CHARMING PYTHON #B9: Making Python Run as Fast as C
Psyco - The Python Specializing Compiler

David Mertz, Ph.D.
Just-in-time Writer, Gnosis Software, Inc.
August, 2002

    In some ways the design of Python resembles the design of
    Java. Both utilize a virtual machine that interprets
    specialized pseudo-compiled byte-codes.  One area where JVM's
    are more advanced than Python is in optimizing the execution
    of byte-codes. To Python's rescue comes Psyco--the Python
    Specializing Compiler--which right now is an external module,
    but which could someday be included in Python itself.  With
    only a tiny amount of extra programming, Psyco can often
    be used to increase the speed of Python code by orders of
    magnitude.
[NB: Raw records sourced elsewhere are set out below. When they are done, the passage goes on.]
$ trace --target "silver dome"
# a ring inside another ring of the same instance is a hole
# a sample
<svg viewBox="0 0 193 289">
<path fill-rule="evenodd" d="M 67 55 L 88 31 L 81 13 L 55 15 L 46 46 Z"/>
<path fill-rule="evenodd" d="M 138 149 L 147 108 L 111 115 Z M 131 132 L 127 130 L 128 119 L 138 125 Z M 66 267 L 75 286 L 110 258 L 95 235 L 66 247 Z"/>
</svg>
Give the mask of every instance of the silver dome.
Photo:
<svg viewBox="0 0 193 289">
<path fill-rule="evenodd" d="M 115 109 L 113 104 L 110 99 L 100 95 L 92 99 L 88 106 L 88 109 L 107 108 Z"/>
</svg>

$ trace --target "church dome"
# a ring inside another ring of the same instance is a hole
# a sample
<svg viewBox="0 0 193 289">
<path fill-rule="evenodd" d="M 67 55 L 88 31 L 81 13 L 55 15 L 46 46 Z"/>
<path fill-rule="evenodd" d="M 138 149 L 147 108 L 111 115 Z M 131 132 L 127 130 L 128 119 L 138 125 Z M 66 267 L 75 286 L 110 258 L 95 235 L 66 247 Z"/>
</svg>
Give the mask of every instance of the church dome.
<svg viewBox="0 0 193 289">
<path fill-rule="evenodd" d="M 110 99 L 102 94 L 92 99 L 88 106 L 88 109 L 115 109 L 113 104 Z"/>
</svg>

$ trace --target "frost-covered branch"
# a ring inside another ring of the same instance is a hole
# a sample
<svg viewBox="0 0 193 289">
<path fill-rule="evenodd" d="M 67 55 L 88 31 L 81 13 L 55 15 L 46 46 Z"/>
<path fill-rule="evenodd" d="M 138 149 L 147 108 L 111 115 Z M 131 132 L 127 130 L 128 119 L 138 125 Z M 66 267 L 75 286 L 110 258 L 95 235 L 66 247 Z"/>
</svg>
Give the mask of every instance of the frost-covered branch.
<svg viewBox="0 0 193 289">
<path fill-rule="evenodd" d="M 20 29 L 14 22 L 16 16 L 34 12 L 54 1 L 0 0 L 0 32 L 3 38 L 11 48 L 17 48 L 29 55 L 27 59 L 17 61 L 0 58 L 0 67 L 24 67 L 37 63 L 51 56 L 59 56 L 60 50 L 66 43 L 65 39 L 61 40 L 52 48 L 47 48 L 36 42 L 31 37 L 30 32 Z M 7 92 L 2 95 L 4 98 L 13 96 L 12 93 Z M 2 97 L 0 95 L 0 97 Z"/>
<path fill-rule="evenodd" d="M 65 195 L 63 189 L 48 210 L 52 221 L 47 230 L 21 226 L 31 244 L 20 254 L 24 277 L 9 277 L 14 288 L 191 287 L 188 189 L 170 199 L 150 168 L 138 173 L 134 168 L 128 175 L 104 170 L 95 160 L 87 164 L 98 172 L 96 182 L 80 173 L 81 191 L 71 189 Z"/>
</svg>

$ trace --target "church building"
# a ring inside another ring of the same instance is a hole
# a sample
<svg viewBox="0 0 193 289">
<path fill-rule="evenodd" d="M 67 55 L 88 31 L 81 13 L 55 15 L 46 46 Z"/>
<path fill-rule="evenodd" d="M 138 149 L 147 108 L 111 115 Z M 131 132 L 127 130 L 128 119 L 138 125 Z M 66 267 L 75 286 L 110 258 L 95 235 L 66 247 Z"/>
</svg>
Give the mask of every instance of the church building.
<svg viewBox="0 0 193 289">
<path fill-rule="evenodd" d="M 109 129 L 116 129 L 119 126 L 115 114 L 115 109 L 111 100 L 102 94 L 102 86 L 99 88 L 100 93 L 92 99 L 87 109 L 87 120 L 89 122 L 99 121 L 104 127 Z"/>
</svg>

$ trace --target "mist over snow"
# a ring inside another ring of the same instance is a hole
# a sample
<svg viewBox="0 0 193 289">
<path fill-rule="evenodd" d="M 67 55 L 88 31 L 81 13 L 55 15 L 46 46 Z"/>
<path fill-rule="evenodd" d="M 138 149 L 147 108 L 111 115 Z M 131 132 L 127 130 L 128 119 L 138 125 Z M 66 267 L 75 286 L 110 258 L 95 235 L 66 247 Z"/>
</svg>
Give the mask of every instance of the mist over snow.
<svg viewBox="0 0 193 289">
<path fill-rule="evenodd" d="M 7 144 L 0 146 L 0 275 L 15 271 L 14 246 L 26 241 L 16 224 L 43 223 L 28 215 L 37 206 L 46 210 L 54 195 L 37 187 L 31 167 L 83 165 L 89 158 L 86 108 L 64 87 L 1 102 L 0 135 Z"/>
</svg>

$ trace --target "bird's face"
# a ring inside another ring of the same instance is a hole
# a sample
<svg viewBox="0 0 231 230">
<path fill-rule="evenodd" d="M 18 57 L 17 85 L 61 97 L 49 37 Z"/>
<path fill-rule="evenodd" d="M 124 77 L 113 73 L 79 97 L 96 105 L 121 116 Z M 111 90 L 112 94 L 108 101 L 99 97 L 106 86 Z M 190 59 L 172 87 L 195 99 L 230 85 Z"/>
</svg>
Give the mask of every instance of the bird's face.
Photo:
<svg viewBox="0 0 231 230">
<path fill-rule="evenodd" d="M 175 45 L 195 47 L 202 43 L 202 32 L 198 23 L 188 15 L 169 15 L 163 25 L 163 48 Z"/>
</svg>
This article looks at what Psco is, and tests it
    in some applications.

INTRODUCTION
------------------------------------------------------------------------

  Python is usually fast enough for what you want it to do.
  Ninety percent of the concerns that novice programmers express
  about the execution speed of an interpreted/byte-compiled
  language like Python are simply naive.  On modern hardware,
  most unoptimized Python programs run as fast as they need to,
  and there is really no point in spending extra programming
  effort to make an application run faster.

  This installment, therefore, is only interested in that other
  10%.  Once in while, Python programs (or programs in other
  languages) run impracticably slowly.  What is needed for a
  given purpose varies greatly--shaving off milliseconds is
  rarely compelling (but more often than never), but speeding up
  tasks that run for minutes, hours, days, or weeks is often
  worthwhile.  Moreover, it should be noted that not everything
  that runs slowly is CPU bound; if a database query takes hours
  to complete, for example, it makes little difference whether
  the resulting dataset takes one or two minutes to process.
  This installment is also not about I/O issues.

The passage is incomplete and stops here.